Grothendieck is, by far, the single most influential mathematician of the 20th century. He solved long standing mathematical problems, created whole new fields of human thought, and then spectacularly abandoned it all when his institute refused to accept military funding. The overarching theme of all his research was that when we study mathematical concepts, there are too many extraneous and distracting details. We need to simplify things to their very bare essence.
In this essay, I make the argument that our brain, when processing sensory input, uses this insight naturally. It simplifies things to its bare essentials, and then “fills in” the extraneous details. I then talk about how machine learning engineers designing neural networks may benefit from the same insight
Machine learning and Perceptual Control Theory
Obtaining and storing information is expensive. Hence, when we observe things, we notice only a few of the infinite features of the objects under observation. For instance, when we see a tree, we don’t notice all the leaves on each branch of the tree. We don’t notice each striation on the tree trunk. We just see a basic outline, and we know right away that it’s a tree.
Let us now use Perceptual Control Theory to understand why this may be the case. I have blogged about Perceptual Control Theory before. When we see an object, we don’t really observe every feature of it. In our brain, we only have a grainy outline of the object in front of us. Our brain then superimposes what it “expects” the grainy outline to be filled with. For instance, when we see a conical leafy structure in front of us, we visually process only a very blurry and grainy outline of it. However, our brain then fills in some of the details. There’s probably branches that are supporting the leaves, although we can’t see them. This thing probably has roots that go into the ground, that are preventing it from falling over. We then classify the object as a tree.
It is completely possible that the leafy apparition in front of us is just a conical structure with “leaves” that are actually a weirdly shaped insects, supported by a stone structure in the center. However, our brain only notices a basic outline, and then fills in the details.
But a neural network does something entirely different.
Why machine learning is overfitting
Most of machine learning is overfitting because neural networks are being trained to notice too much.

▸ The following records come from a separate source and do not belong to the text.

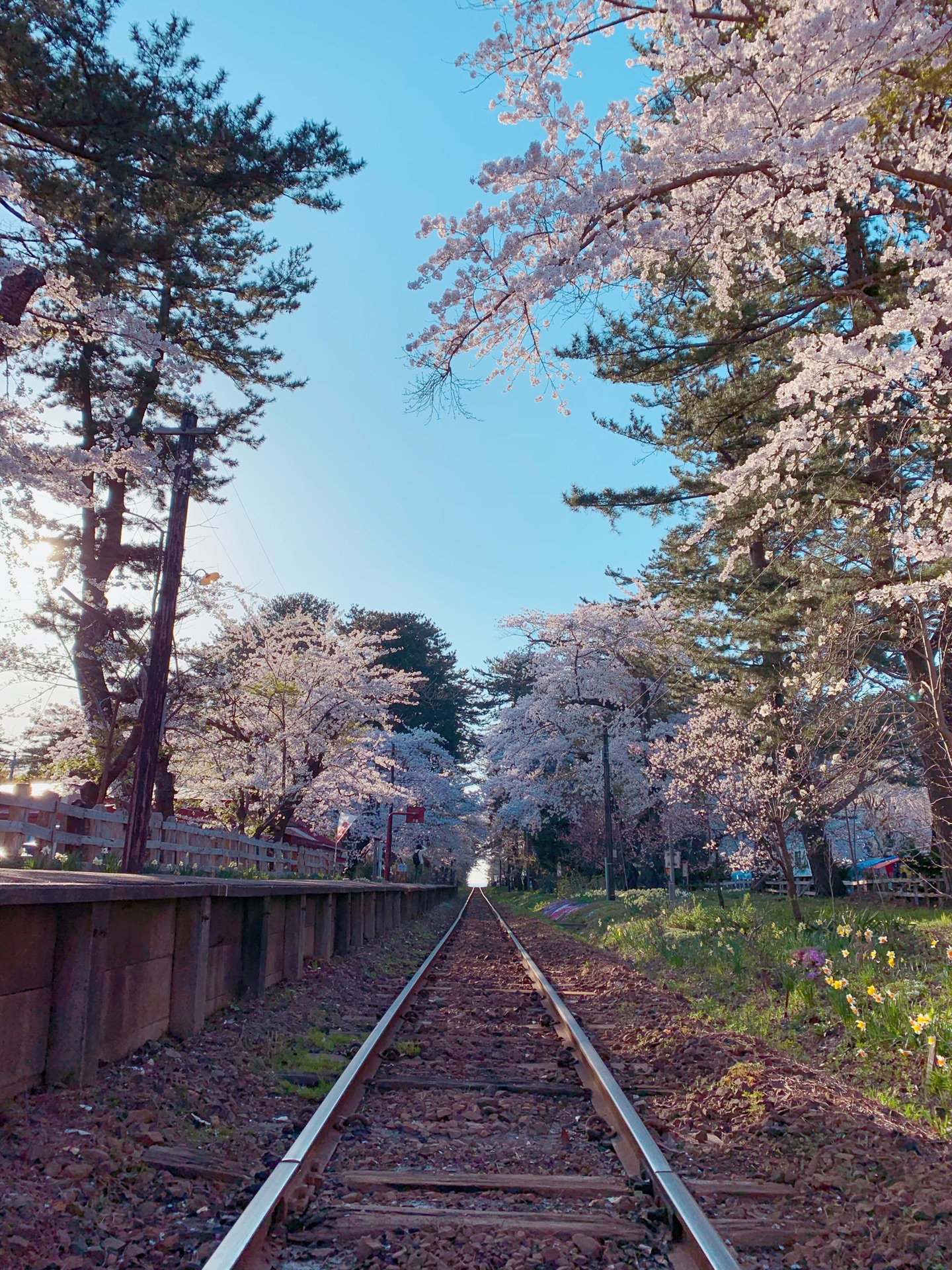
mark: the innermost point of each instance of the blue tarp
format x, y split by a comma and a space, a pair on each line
873, 863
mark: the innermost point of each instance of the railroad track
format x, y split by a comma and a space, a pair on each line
479, 1126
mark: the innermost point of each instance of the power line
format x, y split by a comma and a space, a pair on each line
259, 540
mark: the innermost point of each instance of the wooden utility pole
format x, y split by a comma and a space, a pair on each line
153, 709
610, 845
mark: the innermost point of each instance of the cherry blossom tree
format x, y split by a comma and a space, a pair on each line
601, 666
277, 706
766, 766
796, 154
395, 769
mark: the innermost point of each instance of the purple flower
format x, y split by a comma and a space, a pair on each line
810, 960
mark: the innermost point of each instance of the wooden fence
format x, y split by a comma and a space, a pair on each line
48, 826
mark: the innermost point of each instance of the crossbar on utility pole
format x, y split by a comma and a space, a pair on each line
610, 843
153, 710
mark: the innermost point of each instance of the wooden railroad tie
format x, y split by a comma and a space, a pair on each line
187, 1162
546, 1184
484, 1082
354, 1220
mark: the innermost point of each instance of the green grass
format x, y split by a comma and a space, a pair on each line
863, 1015
317, 1052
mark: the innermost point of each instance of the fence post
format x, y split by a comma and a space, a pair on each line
77, 994
255, 922
324, 927
342, 925
370, 916
295, 917
190, 967
356, 920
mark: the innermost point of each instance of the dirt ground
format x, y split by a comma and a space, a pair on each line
876, 1187
75, 1188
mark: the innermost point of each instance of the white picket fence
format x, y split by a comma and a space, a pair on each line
46, 826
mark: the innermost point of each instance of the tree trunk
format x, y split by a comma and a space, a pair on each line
164, 788
819, 853
787, 867
931, 712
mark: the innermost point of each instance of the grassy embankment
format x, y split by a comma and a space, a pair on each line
855, 990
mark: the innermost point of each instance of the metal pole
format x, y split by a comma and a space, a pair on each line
150, 715
610, 845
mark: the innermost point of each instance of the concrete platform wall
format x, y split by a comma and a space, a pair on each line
91, 969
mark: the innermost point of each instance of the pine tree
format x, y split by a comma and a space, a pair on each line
157, 190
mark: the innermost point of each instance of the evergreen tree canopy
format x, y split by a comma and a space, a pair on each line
154, 192
446, 701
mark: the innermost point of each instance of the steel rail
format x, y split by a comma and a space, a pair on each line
314, 1146
634, 1144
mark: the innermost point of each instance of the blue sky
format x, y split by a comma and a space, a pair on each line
350, 497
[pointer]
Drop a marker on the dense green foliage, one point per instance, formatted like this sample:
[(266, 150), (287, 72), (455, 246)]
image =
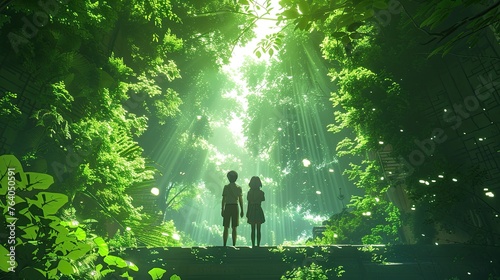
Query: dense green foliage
[(114, 80), (43, 242)]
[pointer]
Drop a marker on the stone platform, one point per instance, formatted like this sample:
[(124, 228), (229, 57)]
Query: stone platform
[(348, 261)]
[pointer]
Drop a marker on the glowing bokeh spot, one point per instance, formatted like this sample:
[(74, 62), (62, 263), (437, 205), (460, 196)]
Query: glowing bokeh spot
[(155, 191)]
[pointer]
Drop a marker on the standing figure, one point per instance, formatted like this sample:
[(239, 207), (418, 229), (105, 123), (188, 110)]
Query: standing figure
[(255, 214), (232, 195)]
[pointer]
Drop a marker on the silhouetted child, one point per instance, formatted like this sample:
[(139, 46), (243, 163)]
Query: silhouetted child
[(232, 195), (255, 214)]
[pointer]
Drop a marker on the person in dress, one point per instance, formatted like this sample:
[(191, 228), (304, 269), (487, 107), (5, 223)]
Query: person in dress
[(255, 214)]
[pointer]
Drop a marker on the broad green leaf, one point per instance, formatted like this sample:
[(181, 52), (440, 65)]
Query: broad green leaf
[(107, 271), (65, 267), (354, 26), (12, 164), (132, 266), (38, 181), (116, 261), (32, 274), (52, 202), (127, 276), (4, 259), (156, 273), (103, 247), (30, 232), (382, 5), (81, 251), (291, 13), (80, 234)]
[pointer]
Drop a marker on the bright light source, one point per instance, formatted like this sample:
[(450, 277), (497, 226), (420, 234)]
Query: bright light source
[(155, 191)]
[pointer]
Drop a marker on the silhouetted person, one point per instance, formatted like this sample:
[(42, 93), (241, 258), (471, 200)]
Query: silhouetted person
[(232, 195), (255, 214)]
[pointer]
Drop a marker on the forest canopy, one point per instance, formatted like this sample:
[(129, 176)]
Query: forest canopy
[(137, 110)]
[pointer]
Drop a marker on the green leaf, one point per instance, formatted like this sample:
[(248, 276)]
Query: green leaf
[(382, 5), (103, 247), (156, 273), (65, 267), (107, 271), (30, 232), (80, 234), (38, 181), (126, 275), (338, 35), (271, 52), (32, 274), (116, 261), (81, 251), (10, 162), (291, 13), (4, 259), (132, 266), (51, 202), (354, 26)]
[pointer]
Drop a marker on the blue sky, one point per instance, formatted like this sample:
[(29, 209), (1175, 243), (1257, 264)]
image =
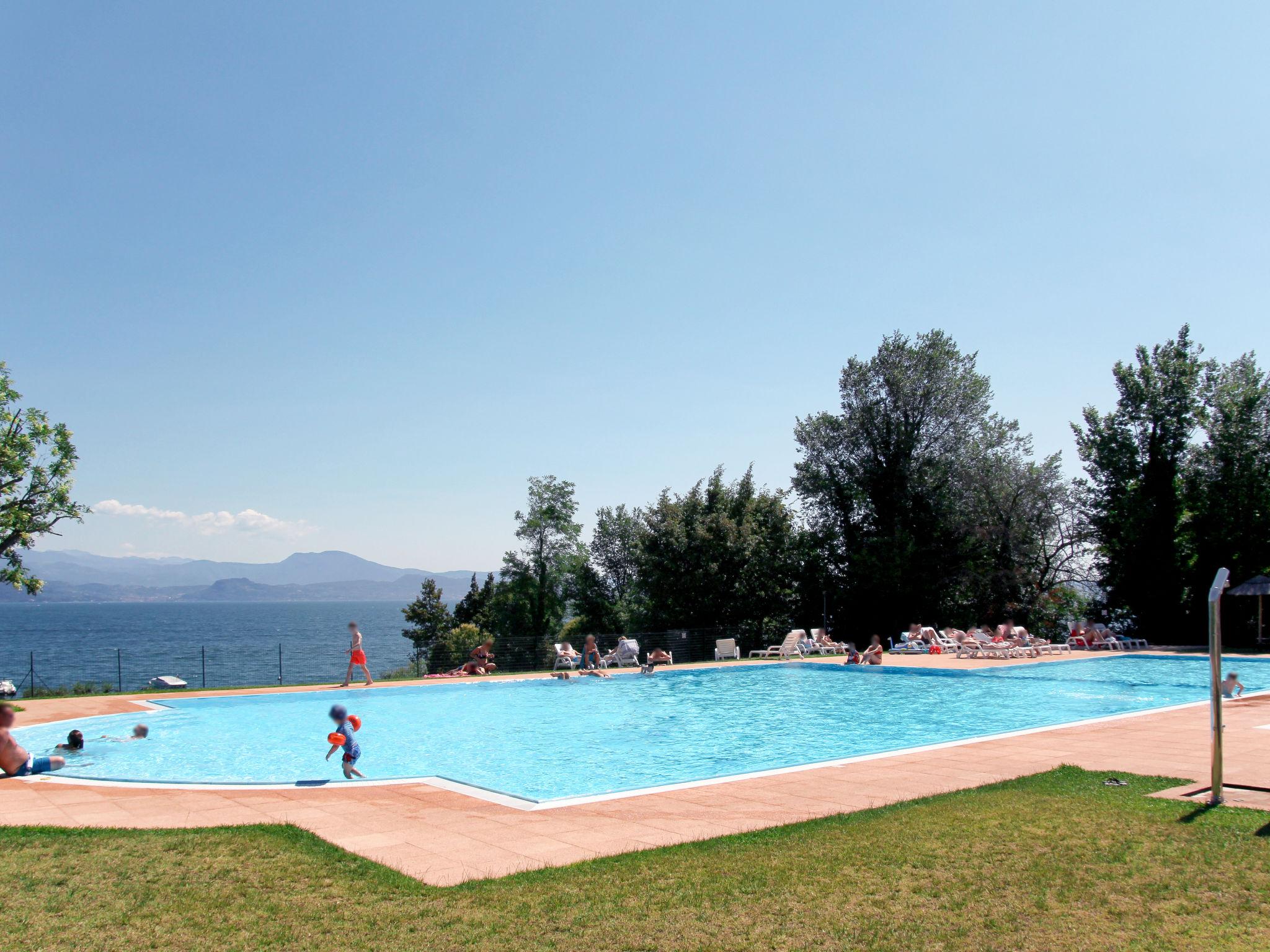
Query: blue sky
[(363, 270)]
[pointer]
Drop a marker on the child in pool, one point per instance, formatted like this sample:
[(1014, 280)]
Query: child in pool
[(352, 749)]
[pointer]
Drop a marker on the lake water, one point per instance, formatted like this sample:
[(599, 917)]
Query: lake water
[(234, 643)]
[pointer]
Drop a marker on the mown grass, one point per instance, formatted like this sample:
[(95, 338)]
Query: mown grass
[(1050, 862)]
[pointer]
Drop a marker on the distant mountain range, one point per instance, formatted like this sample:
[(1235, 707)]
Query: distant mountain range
[(70, 575)]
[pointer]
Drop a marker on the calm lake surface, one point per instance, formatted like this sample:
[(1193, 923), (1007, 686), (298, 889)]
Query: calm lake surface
[(234, 643)]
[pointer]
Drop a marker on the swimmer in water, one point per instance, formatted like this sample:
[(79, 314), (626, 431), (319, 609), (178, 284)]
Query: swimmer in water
[(139, 733), (1231, 687)]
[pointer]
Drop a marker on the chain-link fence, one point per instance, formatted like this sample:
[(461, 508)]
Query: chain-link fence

When a convolutional neural network sees a tree, it does not just retrieve a blurry outline and then “fill it in” with expected features. It first processes the outline of the tree. Then it notices smaller features like leaves, etc. It then starts processing even smaller features, until it can classify that object as a tree or not.
Why does the neural network need to continue processing and obtaining information like this? Clearly, this is what makes is to slow and expensive. Why does it also not obtain only bare information, like a bare outline, and then fill it in with expected details? This is because the neural network does not have any input data, that’ll help it fill in this information.
Hence, in order to have a generic neural network that can classify all objects that a human can, we somehow have to give it the “expected fill in” information that a human learns through experience in the real world. Hence, machine learning stands to benefit from pediatric research- how babies learn to identify things when they notice them for the first time. Moreover, Noam Chomsky also argues that babies are born with the adequate equipment to actually learn this information in a fast and efficient way, and that a baby’s brain is never a clean slate. If this is true, passing on this “fill in” information to a machine may be more difficult than expected. However, this is a question that perhaps deserves a closer look.
It is not just what a neural network notices about an object that is important. What it trained to “fill in” into the blurry outline is equally important.